Whereas some authors maintain that the trees are rather variable, others do not mention this aspect. There are no cultivars. For successful selection or breeding work, a better insight into yield, yield-limiting factors, and variability of characteristics is necessary. Such work may also be directed towards enhancing the production of essential oils or the ornamental value. However, germplasm collections have yet to be established.

Prospects

There have always been advocates who claim that roseapple is one of the best if not the best Syzygium fruit. However, the marketplace has never vindicated these claims. Low yield, susceptibility to bruising and short shelf life are serious handicaps. Therefore, it is to be expected that roseapple will remain a home garden tree, appreciated for its ornamental value as much as for its fruit.

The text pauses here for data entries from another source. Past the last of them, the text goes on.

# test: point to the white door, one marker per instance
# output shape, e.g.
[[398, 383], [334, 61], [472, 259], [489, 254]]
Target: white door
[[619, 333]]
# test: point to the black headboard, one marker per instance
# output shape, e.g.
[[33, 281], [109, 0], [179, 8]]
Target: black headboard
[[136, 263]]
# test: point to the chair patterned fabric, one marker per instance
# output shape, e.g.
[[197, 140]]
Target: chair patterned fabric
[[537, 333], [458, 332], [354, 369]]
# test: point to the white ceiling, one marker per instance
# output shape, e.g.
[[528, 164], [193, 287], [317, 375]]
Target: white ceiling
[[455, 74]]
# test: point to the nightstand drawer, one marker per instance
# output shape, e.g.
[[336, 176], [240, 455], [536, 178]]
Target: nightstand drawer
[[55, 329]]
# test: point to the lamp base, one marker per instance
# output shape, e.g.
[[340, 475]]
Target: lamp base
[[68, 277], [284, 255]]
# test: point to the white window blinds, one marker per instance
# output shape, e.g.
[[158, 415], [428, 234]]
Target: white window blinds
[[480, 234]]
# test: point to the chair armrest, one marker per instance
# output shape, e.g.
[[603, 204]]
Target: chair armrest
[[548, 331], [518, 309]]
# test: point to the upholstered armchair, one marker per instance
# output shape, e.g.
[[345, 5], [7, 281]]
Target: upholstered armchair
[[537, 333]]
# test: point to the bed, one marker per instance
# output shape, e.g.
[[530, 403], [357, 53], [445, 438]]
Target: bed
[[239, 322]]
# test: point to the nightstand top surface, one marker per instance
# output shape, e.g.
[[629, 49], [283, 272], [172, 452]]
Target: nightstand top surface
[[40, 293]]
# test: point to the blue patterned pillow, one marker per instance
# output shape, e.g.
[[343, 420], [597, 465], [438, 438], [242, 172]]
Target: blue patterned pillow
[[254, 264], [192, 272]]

Perhaps there is scope for the roseapple as an agroforestry species in denuded areas where soil conservation is important. In addition to producing timber, the stand might be used for the essential oil in the leaves, the pectin in the fruit, or as forage for bees.

Literature

  • Akamine, E.K. & Goo, T., 1979. Respiration and ethylene production in fruits of species and cultivars of Psidium and species of Eugenia. Journal of the American Society for Horticultural Science 104 (5): 632-635.
  • FAO-SIDA, 1982. Fruit-bearing forest trees. FAO Forestry Paper 34. Rome. pp. 71-73.
  • Fish, B.E., 1976. The roseapple. Californian Rare Fruit Growers Yearbook 8: 100-111.
  • Morton, J.F., 1987. Fruits of warm climates. Creative Resource Systems Inc., Winterville, USA. pp. 383-386.
  • Whistler, W.A., 1988. A revision of Syzygium (Myrtaceae) in Samoa. Journal of the Arnold Arboretum 69: 167-192.